Volkswagen has agreed to invest almost €1bn to build its own battery factory in Germany.
The carmaker said it would be launching almost 70 new electric models over the next 10 years and this would increase demand for batteries to more than 300 gigawatt hours a year.
As part of its battery strategy, the company has also signed a memorandum of understanding with China-based Ganfeng Lithium to secure the supply lithium, the main component in batteries, for the next 10 years.
VW’s electrification strategy means around a quarter of the vehicles it sells in 2025, around 22m, will be powered by electricity.
VW supervisory board chairman Hans Dieter Pötsch said: “As part of our comprehensive electrification offensive we plan to secure our battery capacities through strategic partnerships.
“At the same time, we wish to expand our production capacities in Europe to support our growth plans. Given the ever greater complexity of our industry and the related challenges, it is essential to focus on our core business.”
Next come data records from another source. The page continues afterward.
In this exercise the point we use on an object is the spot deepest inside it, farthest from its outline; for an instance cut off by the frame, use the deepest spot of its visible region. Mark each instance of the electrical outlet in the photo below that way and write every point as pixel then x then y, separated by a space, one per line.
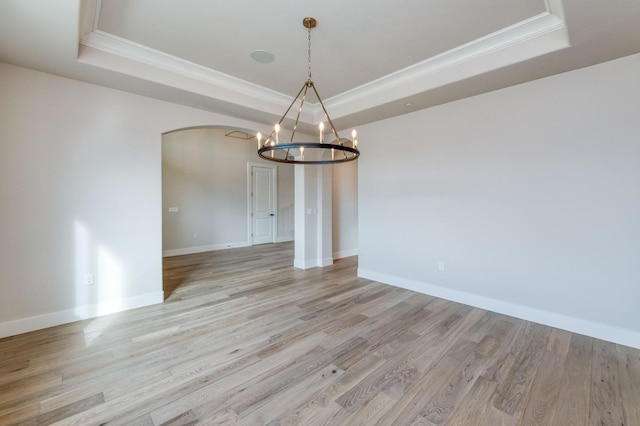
pixel 88 279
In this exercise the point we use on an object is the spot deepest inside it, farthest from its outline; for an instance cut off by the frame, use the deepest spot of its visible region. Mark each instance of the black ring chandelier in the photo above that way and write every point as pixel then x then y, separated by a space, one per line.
pixel 338 151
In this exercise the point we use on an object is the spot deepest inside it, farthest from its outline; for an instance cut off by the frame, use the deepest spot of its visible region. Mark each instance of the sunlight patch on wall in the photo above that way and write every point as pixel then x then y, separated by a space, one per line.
pixel 100 281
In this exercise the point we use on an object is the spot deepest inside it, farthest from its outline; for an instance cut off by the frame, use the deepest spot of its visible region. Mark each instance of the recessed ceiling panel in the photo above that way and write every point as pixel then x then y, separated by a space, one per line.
pixel 355 42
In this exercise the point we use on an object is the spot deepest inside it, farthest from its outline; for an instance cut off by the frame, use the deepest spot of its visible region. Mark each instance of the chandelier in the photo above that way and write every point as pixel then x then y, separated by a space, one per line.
pixel 339 150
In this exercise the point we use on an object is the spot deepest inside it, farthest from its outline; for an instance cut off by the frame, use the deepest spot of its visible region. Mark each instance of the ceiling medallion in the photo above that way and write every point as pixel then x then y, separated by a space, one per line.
pixel 307 152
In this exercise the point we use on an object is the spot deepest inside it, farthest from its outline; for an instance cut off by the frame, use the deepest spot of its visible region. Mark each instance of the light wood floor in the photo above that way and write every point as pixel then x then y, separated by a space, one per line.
pixel 244 338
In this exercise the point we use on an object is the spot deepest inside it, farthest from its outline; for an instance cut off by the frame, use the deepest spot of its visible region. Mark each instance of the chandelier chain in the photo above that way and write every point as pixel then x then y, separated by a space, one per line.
pixel 309 54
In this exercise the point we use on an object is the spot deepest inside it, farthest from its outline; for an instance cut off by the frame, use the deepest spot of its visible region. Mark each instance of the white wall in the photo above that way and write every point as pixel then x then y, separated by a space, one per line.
pixel 530 195
pixel 204 175
pixel 80 191
pixel 345 210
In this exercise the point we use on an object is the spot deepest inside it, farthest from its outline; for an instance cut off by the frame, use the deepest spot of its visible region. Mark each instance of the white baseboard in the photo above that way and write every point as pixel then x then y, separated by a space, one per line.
pixel 575 325
pixel 314 263
pixel 345 253
pixel 24 325
pixel 202 249
pixel 284 239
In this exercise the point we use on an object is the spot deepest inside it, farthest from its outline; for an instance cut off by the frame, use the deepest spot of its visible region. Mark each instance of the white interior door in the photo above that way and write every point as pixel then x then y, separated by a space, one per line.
pixel 263 210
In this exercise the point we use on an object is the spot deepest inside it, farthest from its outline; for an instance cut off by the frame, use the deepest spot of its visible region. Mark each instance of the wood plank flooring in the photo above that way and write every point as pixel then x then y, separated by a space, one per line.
pixel 244 338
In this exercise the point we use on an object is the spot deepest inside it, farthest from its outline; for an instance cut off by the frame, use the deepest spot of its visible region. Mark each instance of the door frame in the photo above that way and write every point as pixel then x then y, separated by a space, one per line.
pixel 274 174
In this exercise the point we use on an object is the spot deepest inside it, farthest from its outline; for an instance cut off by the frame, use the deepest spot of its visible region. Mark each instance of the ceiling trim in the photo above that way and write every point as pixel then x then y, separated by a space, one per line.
pixel 541 34
pixel 538 35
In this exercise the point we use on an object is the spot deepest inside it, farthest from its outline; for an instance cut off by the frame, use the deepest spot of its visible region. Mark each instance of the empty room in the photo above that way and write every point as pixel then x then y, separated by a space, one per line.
pixel 319 213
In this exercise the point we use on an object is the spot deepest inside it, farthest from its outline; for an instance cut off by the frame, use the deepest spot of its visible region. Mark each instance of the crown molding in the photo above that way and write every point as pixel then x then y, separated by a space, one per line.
pixel 121 55
pixel 541 34
pixel 538 35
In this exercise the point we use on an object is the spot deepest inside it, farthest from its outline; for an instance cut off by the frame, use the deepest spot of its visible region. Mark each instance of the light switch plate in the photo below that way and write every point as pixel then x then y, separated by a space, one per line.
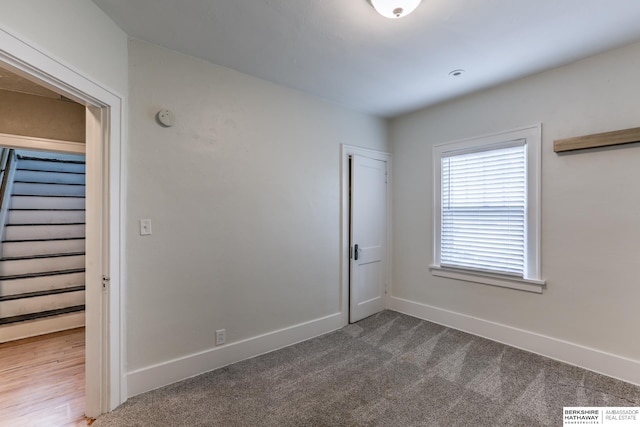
pixel 145 227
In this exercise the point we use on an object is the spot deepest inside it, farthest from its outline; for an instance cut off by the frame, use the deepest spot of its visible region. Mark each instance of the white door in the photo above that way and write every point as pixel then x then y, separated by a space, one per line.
pixel 368 237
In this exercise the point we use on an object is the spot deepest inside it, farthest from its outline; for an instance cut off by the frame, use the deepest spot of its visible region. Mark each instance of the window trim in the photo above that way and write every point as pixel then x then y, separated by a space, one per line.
pixel 531 281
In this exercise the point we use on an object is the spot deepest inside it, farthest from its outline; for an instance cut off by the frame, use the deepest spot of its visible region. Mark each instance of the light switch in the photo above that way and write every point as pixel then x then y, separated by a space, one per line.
pixel 145 227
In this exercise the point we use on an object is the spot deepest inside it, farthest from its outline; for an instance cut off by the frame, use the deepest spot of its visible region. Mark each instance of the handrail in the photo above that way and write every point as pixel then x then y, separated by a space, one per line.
pixel 5 167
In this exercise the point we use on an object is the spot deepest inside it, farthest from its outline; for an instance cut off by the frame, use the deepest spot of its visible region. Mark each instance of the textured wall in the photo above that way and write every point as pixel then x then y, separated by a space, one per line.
pixel 42 117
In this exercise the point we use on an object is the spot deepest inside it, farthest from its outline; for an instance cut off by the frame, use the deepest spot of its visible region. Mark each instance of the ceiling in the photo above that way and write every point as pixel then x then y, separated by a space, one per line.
pixel 344 52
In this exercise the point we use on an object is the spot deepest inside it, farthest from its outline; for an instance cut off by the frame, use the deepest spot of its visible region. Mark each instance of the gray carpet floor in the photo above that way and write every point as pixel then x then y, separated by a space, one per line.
pixel 386 370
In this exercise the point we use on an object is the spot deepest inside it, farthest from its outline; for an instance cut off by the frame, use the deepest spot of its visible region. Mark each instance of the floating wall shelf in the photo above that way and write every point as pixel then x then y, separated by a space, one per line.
pixel 605 139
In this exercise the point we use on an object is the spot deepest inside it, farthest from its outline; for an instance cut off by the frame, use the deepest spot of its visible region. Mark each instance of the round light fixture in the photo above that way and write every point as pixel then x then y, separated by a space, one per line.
pixel 394 9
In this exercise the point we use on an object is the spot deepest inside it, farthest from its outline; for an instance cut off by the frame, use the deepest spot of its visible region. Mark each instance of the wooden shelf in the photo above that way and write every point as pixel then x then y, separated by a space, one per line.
pixel 605 139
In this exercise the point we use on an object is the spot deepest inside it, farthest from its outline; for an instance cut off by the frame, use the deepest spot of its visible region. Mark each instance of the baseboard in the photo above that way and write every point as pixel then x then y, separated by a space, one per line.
pixel 574 354
pixel 47 325
pixel 156 376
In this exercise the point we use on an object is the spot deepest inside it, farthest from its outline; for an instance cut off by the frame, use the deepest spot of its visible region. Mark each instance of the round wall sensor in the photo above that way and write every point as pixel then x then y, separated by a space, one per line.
pixel 166 118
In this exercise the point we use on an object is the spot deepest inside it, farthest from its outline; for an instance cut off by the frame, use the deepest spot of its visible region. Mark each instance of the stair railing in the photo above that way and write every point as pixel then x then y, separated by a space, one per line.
pixel 7 171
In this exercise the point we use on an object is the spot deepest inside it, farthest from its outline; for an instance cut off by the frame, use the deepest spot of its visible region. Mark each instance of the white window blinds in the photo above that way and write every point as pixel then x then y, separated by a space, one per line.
pixel 484 195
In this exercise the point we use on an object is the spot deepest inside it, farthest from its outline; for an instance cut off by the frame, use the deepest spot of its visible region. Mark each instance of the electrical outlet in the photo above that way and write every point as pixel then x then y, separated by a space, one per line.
pixel 220 337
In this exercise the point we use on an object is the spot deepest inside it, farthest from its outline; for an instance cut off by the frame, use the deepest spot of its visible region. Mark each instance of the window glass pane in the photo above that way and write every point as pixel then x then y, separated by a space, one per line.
pixel 484 210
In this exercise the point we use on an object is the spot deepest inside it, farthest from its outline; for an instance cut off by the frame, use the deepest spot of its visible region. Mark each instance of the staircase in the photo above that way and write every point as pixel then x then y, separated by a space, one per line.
pixel 42 253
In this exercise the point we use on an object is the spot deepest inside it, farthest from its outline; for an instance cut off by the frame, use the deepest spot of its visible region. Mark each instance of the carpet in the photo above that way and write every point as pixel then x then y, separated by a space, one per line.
pixel 387 370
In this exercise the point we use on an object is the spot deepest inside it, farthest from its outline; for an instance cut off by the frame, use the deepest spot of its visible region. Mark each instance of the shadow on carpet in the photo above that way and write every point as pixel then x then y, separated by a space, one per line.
pixel 387 370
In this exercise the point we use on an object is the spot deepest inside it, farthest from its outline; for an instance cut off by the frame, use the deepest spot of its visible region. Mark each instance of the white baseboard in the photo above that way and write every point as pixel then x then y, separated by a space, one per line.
pixel 156 376
pixel 47 325
pixel 598 361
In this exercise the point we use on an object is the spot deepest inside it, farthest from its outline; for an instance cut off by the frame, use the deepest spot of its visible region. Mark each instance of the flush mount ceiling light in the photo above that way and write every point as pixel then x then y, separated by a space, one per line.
pixel 395 8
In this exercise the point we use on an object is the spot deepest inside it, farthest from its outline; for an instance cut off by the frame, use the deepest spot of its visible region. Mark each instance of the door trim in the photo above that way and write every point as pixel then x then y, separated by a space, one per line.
pixel 345 152
pixel 105 123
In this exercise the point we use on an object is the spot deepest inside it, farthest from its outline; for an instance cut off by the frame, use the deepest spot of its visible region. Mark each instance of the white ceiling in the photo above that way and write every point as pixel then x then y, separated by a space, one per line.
pixel 343 51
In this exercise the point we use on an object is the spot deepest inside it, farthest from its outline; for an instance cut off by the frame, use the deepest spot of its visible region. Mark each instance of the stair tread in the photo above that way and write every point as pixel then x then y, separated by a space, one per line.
pixel 42 293
pixel 41 315
pixel 47 195
pixel 51 171
pixel 46 210
pixel 47 183
pixel 57 255
pixel 42 274
pixel 43 224
pixel 53 239
pixel 45 159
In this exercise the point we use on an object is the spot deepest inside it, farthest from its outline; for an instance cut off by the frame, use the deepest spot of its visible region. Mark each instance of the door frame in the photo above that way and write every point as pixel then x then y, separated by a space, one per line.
pixel 106 385
pixel 346 151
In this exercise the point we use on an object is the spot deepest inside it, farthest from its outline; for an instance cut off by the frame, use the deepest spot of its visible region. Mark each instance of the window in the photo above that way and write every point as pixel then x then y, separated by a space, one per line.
pixel 486 218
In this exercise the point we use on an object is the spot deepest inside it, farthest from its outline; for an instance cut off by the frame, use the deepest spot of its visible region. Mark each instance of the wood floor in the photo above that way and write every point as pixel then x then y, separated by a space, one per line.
pixel 42 381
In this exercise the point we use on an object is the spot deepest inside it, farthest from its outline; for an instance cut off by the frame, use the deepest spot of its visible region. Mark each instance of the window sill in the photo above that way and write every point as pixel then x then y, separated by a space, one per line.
pixel 527 285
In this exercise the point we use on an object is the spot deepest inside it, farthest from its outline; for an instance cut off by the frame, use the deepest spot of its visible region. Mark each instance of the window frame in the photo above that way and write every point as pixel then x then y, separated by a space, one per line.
pixel 532 137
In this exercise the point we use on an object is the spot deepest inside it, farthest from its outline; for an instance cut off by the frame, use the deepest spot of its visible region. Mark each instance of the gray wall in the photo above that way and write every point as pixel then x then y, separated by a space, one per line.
pixel 244 195
pixel 590 204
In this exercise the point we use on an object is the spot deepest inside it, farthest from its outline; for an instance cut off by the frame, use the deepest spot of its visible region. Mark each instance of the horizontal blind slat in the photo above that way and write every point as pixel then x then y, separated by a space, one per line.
pixel 484 210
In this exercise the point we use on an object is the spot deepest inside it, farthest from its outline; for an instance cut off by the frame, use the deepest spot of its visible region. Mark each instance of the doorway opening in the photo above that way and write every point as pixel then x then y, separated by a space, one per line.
pixel 42 257
pixel 105 380
pixel 366 232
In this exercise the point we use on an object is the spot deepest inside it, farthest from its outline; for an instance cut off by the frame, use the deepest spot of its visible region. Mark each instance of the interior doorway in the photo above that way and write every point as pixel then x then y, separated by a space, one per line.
pixel 366 232
pixel 105 385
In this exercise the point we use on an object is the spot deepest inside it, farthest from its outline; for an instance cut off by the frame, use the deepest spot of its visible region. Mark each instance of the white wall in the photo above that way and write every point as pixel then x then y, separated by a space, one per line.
pixel 590 205
pixel 244 195
pixel 74 32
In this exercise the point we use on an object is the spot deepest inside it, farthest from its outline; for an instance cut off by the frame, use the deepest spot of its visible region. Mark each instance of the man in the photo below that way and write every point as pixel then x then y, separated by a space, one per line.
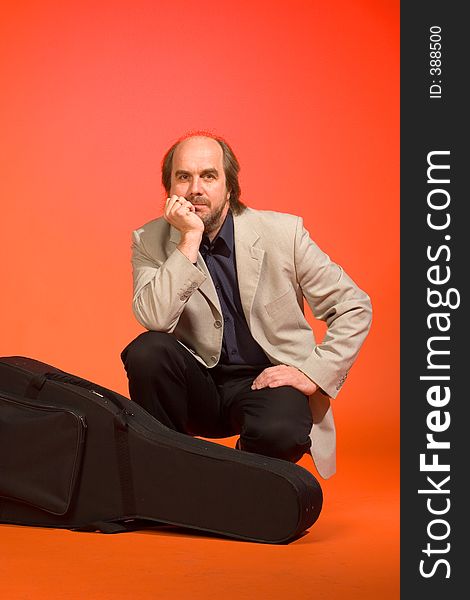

The carmaker said it was working to reduce the amount of cobalt in batteries, from 12-14% currently to 5% over the next five years. It is also working to produce batteries free of cobalt, which has been associated with conflict minerals.
VW has also teamed up with other firms to form the European Battery Union to drive battery research.
“Under the leadership of the Volkswagen Group and the Swedish battery manufacturer Northvolt, the joint research activities will focus on the battery’s entire value chain – from raw materials to cell technology to recycling. The prime objective is to build far more comprehensive expertise to underpin industrialisation of battery cell production,” said VW.